When I started the book, I was a bit leery, because a lot of the activities in the first part of the book are so juvenile. We see Tally playing pranks on people, learning how to hoverboard, sneaking around to places where she’s not supposed to be, and mooning over the pretties when she sees them. It was too teen for me, and since I would never choose to go back to that sort of thing, I started to tune it out. Luckily, Scott Westerfeld moved the focus from that sort of behavior to the heart and theme of the book, which is, of course, about the surgery, what it means, and what it means to rebel against the system. What starts as superficial turns to something much more serious, and that he mirrors that theme with the things Tally finds out about the surgery gives the story an extra layer of depth. He avoids the typical “moody teen” cliches that one sometimes finds in YA novels, and makes the characters much more adult and mature; if nothing else, the situations demand that out of the characters.

Uglies moves quickly and relentlessly, matching the pace of some of the best suspense novels. Just when things start to seem settled and routine, something else happens that gives the story an extra edge, and carries it further forward. The chapters also nearly always end at a point that makes it impossible to stop at that point, so if you’re the type of reader like me, and like to stop at a logical point in the book, then you might find yourself finishing this one in a few hours.

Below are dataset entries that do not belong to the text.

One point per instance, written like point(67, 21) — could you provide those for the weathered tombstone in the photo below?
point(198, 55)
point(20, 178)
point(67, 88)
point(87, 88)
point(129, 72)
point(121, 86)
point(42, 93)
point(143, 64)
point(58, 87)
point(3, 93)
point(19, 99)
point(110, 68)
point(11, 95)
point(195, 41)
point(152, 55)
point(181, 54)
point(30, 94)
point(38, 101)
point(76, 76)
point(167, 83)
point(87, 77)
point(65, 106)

I have to give credit to the author for making the premise and the theme of the book much more than they first appear. A lot of the story could have been melodramatic, or overly satirical with is criticisms, but he pulls it off with a dark realism that keeps it current and believable. My only complaint is that the novel ends like much of the chapters do — right on a cliffhanger moment, urging you forward. Luckily, the other two books in the series (Pretties and Specials) have already been published, so I won’t have to wait too long to read them.

Find these books and read them. If the rest of the series is as good as the first, these might be the best books I read this year.